The Miami surgeon admits to performing several each week. “Most patients are intrigued by the process.” Patients can then frequently speak, sing, move their hand, without feeling pain.
This practice would also be much more advantageous than anesthesia over the entire length of the procedure, to detect the areas to be preserved, but also in terms of recovery. “The less anesthesia you use during your procedure, the better the patient wakes up. The quicker they wake up, the quicker they get up and walk around, and the quicker they go home.” ajoute le dr Komotar. And naturally, the longer you stay in the hospital, the more complications you have.”

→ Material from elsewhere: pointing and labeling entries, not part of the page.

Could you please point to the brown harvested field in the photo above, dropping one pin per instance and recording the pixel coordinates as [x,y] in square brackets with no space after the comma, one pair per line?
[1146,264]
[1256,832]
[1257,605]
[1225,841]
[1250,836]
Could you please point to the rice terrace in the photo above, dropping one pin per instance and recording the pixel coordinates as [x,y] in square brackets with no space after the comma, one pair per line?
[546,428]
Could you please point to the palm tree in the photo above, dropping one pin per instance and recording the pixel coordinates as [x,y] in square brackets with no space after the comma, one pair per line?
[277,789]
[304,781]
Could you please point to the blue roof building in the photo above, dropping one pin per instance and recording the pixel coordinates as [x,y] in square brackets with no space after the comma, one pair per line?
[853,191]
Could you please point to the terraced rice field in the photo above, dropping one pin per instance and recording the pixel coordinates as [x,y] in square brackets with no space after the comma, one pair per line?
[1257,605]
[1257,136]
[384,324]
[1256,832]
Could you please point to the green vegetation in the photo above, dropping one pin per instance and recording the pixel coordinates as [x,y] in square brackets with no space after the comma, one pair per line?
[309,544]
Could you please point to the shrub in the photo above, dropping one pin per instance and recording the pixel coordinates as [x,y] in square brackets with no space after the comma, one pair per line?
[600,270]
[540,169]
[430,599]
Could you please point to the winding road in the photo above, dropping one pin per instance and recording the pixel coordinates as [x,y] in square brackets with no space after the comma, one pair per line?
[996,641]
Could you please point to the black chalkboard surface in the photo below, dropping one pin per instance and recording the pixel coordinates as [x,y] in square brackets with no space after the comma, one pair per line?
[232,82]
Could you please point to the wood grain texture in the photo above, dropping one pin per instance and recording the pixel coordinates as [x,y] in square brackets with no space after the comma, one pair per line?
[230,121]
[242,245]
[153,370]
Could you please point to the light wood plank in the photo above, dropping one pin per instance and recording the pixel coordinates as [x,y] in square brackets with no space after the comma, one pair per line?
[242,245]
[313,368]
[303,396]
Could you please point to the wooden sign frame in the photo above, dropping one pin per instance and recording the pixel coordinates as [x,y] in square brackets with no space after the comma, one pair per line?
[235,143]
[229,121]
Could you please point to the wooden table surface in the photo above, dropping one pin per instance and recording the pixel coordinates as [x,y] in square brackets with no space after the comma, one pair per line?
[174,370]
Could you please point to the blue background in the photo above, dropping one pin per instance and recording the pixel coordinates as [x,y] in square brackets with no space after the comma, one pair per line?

However, it is not considered if there is a history of convulsions or if there is a risk of intolerance to the process. A confused or agitated patient can compromise the procedure. But without arousal, the ablation may also be less complete. Without continued feedback from the patient, the surgical team cannot be as aggressive in removing the tumor. “We only remove what we know to be definitively safe and we leave in anything that is questionable.”